Consideran que dicho impuesto es altamente inflacionario y perjudicará la economía de todos.
Respecto al impuesto de 2% sobre depósitos, explica que en el importe del deposito va incluido el IVA del combustible, “y que la comisión que ganamos por la venta del combustible es tan pequeña que el pago de 2% sobre los depósitos representaría una descapitalización”.
Señala en la misiva que los impuestos ICI y CETU, tal como están planteados en la iniciativa, “nos perjudican gravemente a los empresarios gasolineros”.
“Estamos totalmente de acuerdo en que es muy justo, que todos paguen impuestos —añade—, porque la economía informal esta a la vista de todos, y es sabido que maneja millones de pesos, sin pagar una sola obligación fiscal”.
Pero ese no es el caso de las gasolineras, pues estas son empresas legalmente establecidas, dadas de alta en hacienda, que hacen declaraciones provisionales mes con mes, que realizan auditorías internas con alcance fiscal año con año y que monitoreadas de manera especial reportan a Pemex, proveedor único, con equipos de alta tecnología, vía electrónica.

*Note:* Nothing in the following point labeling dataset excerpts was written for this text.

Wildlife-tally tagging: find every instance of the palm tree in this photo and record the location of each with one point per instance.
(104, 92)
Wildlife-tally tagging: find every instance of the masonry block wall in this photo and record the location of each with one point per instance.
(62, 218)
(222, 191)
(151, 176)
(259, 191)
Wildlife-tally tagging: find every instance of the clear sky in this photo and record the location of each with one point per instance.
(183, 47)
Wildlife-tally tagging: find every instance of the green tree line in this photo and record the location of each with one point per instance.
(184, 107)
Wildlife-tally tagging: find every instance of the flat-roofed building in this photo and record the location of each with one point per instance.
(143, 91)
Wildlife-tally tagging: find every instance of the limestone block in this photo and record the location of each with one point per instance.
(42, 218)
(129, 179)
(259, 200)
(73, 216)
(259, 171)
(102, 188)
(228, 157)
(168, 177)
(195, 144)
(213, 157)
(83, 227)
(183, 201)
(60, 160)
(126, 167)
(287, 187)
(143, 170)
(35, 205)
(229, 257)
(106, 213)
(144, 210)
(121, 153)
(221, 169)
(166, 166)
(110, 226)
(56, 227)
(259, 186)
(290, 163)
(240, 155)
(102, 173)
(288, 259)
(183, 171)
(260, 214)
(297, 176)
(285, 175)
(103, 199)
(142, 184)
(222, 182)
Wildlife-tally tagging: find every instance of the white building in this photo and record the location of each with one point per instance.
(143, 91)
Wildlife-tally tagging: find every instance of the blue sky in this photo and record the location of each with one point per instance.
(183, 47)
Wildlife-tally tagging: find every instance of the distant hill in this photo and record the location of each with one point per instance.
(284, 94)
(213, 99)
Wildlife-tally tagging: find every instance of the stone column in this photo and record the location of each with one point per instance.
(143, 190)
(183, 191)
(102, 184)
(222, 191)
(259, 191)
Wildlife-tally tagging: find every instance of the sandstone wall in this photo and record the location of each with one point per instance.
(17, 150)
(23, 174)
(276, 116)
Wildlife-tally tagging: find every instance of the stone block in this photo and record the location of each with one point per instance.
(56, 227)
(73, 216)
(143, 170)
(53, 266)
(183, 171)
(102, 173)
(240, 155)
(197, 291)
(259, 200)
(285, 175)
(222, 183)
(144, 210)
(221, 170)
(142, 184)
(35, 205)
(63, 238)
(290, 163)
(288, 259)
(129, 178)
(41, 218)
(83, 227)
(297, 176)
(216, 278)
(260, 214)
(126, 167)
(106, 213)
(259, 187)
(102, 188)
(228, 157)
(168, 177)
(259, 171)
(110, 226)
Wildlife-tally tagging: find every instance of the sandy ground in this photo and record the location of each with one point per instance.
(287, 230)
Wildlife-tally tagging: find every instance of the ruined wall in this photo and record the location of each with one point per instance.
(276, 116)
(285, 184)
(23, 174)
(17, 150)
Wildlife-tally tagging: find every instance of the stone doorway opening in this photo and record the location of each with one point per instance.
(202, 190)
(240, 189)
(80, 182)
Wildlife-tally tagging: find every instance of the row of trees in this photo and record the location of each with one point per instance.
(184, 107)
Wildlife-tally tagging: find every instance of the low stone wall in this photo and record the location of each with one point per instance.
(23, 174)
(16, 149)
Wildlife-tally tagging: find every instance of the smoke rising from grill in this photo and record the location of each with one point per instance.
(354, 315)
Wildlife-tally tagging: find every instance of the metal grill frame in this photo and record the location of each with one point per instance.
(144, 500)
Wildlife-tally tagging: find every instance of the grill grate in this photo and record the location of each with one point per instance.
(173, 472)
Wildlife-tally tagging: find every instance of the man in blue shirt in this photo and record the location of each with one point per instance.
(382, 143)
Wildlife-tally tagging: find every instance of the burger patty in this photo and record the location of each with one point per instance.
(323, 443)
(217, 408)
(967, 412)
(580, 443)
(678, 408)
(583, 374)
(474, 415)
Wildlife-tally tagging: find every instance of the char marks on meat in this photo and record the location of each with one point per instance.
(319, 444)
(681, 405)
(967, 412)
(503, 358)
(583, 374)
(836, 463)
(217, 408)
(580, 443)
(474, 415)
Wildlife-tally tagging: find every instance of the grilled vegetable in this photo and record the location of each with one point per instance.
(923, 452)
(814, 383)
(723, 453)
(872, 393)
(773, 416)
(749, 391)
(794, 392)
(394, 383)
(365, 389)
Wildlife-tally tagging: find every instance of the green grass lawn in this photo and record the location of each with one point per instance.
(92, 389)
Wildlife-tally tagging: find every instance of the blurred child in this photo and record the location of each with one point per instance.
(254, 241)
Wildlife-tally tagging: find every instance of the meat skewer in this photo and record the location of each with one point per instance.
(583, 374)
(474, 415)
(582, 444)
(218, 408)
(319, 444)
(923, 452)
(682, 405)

Dice que el dinero que se deposita en efectivo, es el resultado de la venta de combustible, el que es propiedad de Pemex, “pues nosotros lo pagamos de forma diferida, que en el importe del deposito va incluido el IVA del combustible, y que la comisión que ganamos por la venta del combustible es tan pequeña que el pago de 2% sobre los depósitos representaría una descapitalización, que nos llevaría a la quiebra en seis meses, ocasionando el cierre de la empresa y la perdida de empleos”.
En relación la Contribución Empresarial a Tasa Única (CETU), la presidente de los distribuidores de Puebla y Tlaxcala indica que las gasolineras son negocios que pagan impuestos y cumplen con todas las exigencias de ley.
Para las gasolineras este impuesto es impagable, para estas pequeñas empresas, su aplicación significa una doble tributación, y en corto plazo una descapitalización.